Levando-se em consideração as variáveis institucionais, Lijpihart caracteriza duas lógicas diametralmente opostas: As democracias maioritárias, e as consensuais. A primeira valoriza o conflito político; a segunda, receosa dos efeitos desse método, prefere buscar acordos.
Os elementos constituintes das democracias maioritárias são: preponderância do executivo; sistema bipartidário; sistema eleitoral majoritário; pluralismo de grupos de interesse; sistema de governo unitário e centralizado; concentração do poder legislativo em uma assembleia de uma só câmara; constituição flexível; ausência de judicial review; e controle do banco central pelo executivo.
Já quanto ao modelo consensual, destacam-se: partilha do poder executivo, com a existência de grandes coligações; equilíbrio dos poderes executivo e legislativo; sistema multipartidário; representação proporcional; corporativismo dos grupos de interesse; federalismo e governo descentralizado; forte bicameralismo; constituição rígida; judicial review; e independência do banco central.

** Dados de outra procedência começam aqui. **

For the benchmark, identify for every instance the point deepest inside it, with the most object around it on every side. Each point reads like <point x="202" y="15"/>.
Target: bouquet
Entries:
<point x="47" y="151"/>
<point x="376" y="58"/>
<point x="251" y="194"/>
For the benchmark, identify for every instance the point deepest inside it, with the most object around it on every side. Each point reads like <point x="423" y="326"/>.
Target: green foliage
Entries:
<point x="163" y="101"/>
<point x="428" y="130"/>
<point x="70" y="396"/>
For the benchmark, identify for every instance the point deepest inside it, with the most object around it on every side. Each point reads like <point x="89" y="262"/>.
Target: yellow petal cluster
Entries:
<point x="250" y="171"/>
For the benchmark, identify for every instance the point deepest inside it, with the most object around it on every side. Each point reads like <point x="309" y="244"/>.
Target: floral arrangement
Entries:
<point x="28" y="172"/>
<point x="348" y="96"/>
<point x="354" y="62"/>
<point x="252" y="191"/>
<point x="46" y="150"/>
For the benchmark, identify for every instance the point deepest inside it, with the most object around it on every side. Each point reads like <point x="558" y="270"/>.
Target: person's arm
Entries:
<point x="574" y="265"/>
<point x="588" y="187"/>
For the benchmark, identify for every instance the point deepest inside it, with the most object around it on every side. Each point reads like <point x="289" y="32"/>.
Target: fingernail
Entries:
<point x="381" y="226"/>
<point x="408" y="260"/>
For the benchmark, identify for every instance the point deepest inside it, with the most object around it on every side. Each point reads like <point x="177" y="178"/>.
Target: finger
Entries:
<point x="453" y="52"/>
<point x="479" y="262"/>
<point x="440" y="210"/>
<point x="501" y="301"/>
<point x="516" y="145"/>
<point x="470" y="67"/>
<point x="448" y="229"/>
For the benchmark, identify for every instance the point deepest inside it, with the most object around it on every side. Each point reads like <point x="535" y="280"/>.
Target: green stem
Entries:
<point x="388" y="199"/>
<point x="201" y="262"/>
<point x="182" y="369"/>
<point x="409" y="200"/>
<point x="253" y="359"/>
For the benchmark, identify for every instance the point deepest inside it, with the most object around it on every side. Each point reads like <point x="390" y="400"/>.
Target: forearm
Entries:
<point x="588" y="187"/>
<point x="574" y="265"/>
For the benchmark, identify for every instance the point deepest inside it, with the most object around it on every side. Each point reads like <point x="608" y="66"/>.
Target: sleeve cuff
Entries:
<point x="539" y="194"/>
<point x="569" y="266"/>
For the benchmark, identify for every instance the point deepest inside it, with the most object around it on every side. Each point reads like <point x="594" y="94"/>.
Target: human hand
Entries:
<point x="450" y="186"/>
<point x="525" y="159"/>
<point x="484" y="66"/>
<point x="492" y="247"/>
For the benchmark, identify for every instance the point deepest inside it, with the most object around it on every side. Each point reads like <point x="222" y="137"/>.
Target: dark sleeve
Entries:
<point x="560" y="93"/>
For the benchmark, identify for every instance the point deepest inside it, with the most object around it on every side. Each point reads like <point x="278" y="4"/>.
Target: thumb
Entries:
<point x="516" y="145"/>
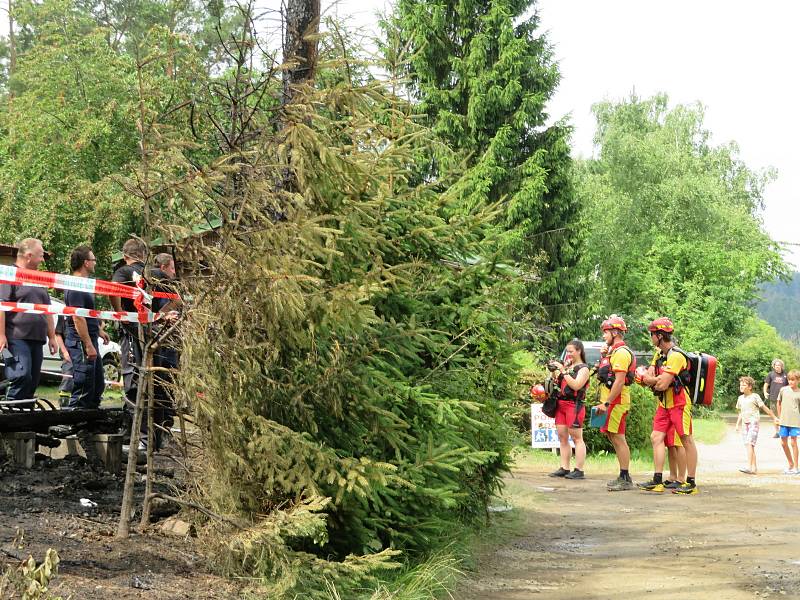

Cabe ressaltar que essa classificação revela incertezas e insuficiências, principalmente por se basear em muitos elementos. Assim, alguns sistemas políticos mudam de categoria com a mera alteração de determinado elemento significativo, como o sistema eleitoral, por exemplo. Assim, quanto mais significativos forem os elementos utilizados, mais úteis são as classificações pretendidas.
Evidentemente, podem existir casos em que a maioria que governa está sobredimensionada e casos em que o governo não chega a ser composto por uma maioria. Pode haver decisões adotadas por uma maioria relativa, e outras, tomadas por uma maioria qualificada. O que deve contar, contudo, é que a democracia se rege precisamente pela aceitabilidade e ela legitimidade do princípio do Governo da maioria.
Por fim, o futuro da democracia enxerga suas bases no descrédito conferido às possibilidades alternativas de governo, como o viés totalitário. Fato é que a vertente democrática não conseguiu cumprir inúmeras promessas, tais quais tornar-se uma sociedade de iguais, sem corpos intermediários; eliminar os interesses organizados e particulares que se opõem aos da generalidade, consubstanciados na representação política; acabar com as oligarquias; estender-se aos aparelhos burocrático administrativo e militar do Estado e às empresas; destruir os chamados poderes invisíveis; e elevar o nível de educação política dos cidadãos.